On behalf of Ronald H. Kauffman, P.A. posted in Planning for Divorce on Monday, August 12, 2013.

Anyone planning for divorce needs to consider the impact of Social Security benefits. This is especially true if you are close to the age at which you become eligible for benefits, but haven’t started to receive them yet. If you think Social Security claims, benefits and entitlements are confusing, you are not alone.

In general, once you are divorced, you can receive spousal Social Security benefits based on an your ex-husband’s or your ex-wife’s earnings, as long as your marriage lasted at least a 10 years, you are a minimum of 62 years of age, are not married, and do not qualify for a higher benefit based on your own past earnings.

As a matter of divorce planning then, and theoretically, if you were only married 9 years, you may want to put your divorce plans on hold so that you could receive spousal benefits.

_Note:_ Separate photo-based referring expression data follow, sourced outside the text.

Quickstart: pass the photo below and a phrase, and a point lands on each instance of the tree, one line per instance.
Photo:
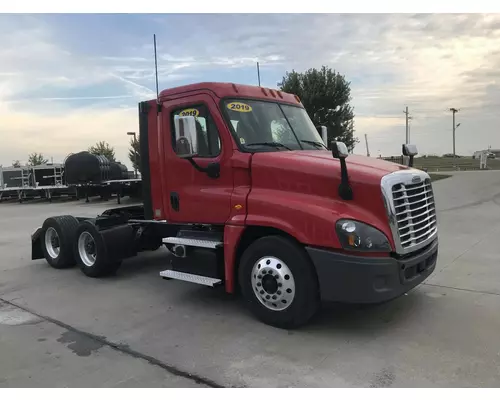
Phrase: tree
(134, 154)
(36, 159)
(103, 149)
(325, 95)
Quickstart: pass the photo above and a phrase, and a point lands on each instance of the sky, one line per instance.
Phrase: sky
(70, 80)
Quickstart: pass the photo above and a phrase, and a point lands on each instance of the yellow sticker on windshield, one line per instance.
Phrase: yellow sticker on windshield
(190, 112)
(240, 107)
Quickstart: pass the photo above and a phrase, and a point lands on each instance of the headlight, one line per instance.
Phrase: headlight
(357, 236)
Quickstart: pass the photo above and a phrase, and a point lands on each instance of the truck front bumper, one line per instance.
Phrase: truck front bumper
(354, 279)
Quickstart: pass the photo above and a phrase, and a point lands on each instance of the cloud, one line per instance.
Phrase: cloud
(61, 88)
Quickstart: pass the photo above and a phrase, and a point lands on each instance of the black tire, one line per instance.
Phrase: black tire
(102, 266)
(65, 227)
(306, 299)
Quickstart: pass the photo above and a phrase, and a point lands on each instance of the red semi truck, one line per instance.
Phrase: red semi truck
(240, 187)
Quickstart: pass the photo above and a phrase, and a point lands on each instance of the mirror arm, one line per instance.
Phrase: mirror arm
(345, 189)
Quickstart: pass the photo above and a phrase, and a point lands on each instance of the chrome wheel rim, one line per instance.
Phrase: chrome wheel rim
(52, 242)
(273, 283)
(87, 249)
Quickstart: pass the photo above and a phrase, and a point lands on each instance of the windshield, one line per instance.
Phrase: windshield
(266, 126)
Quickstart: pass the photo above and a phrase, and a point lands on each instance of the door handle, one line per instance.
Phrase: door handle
(174, 201)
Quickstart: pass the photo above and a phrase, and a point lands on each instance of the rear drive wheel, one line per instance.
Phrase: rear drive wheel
(278, 282)
(90, 252)
(57, 240)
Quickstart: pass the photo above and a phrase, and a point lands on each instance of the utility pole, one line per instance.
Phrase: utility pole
(454, 111)
(407, 127)
(258, 72)
(367, 150)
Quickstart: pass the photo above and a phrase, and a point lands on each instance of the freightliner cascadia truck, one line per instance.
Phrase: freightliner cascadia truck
(241, 189)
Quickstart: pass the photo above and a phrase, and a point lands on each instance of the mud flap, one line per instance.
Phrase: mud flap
(36, 245)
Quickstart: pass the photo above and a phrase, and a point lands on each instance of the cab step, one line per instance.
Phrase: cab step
(208, 244)
(184, 276)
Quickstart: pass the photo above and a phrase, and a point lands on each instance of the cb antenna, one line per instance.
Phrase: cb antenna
(156, 71)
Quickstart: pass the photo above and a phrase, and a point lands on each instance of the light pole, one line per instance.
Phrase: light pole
(135, 153)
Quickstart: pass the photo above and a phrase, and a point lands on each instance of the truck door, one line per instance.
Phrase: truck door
(193, 196)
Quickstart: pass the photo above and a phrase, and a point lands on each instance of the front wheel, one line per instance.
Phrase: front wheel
(278, 282)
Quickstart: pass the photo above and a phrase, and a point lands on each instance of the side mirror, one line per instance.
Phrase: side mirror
(410, 150)
(339, 150)
(323, 132)
(186, 139)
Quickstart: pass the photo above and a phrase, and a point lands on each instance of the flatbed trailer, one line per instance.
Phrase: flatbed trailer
(273, 215)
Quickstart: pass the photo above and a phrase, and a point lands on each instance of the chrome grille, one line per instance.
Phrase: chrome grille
(415, 212)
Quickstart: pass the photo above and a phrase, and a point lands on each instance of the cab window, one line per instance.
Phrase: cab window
(209, 144)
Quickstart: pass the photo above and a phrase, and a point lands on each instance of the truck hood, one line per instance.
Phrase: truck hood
(315, 177)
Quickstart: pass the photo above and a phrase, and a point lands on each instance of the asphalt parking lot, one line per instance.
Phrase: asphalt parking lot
(60, 328)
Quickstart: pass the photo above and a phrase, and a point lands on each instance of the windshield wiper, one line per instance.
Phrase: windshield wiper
(317, 144)
(270, 144)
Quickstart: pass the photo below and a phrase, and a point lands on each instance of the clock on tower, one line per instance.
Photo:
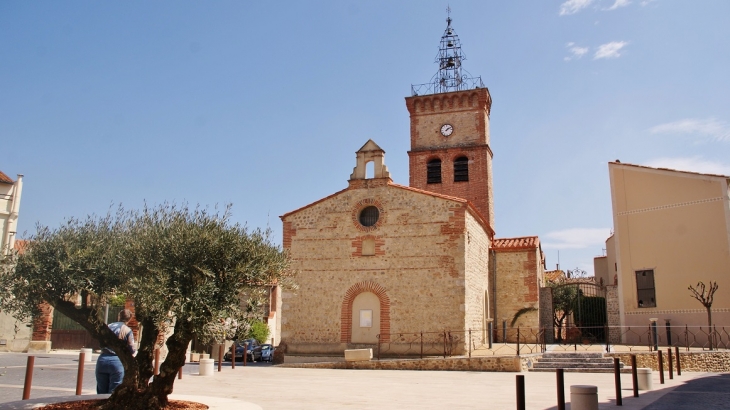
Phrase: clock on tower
(450, 151)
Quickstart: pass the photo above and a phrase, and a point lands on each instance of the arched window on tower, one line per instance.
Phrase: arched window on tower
(461, 169)
(433, 171)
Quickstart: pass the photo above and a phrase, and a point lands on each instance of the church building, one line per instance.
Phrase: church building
(377, 259)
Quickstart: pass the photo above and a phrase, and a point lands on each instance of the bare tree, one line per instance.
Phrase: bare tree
(705, 296)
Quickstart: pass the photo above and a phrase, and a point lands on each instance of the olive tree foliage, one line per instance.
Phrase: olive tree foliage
(185, 269)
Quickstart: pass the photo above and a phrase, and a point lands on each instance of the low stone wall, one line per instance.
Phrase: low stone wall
(478, 364)
(691, 361)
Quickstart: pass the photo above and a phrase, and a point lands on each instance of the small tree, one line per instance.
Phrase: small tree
(185, 269)
(259, 331)
(564, 296)
(705, 297)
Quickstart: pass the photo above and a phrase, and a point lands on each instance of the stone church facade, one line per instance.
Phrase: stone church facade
(377, 259)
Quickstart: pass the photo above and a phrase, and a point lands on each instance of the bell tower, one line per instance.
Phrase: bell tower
(450, 151)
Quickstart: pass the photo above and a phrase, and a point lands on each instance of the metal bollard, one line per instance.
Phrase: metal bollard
(679, 364)
(661, 367)
(670, 363)
(28, 377)
(220, 357)
(561, 388)
(520, 392)
(634, 375)
(233, 355)
(617, 379)
(80, 374)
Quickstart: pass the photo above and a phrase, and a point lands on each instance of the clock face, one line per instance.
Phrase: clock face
(446, 130)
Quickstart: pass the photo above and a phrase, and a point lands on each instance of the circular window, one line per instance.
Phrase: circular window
(369, 216)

Additionally, if an ex-spouse delays claiming Social Security benefits until full retirement age, they can start to collect a spousal Social Security benefits check of 50% of an ex-spouse’s retirement benefits.

They might also be able to continue working – and even increase the eventual amount of their own personal Social Security retirement benefits – by delaying retirement, until age 70. When an ex-spouse reaches age 70, their Social Security monthly retirement check would be approximately 132% larger than it otherwise would have been, and even larger depending on annual cost of living increases.

One complication is that a divorced spouse can only receive a spousal Social Security benefit 2-years after a divorce, if an ex-spouse has not yet applied for his or her own retirement benefit.

There are a lot of other Social Security Administration rules which can complicate this straightforward analysis. The rules regulating Social Security could change at any point in time, and suddenly delayed benefits might no longer be recognized. Or the criteria for divorcing spouses can be changed to 5 years from the 2 years stated above.

What happens if the Social Security rules change? It may depend on the status and wording of the law at the time you divorce. So, not only can the current rules cause you immediate problems, but the plans you made – which were correct at the time you made them – might be wrecked by a rule change.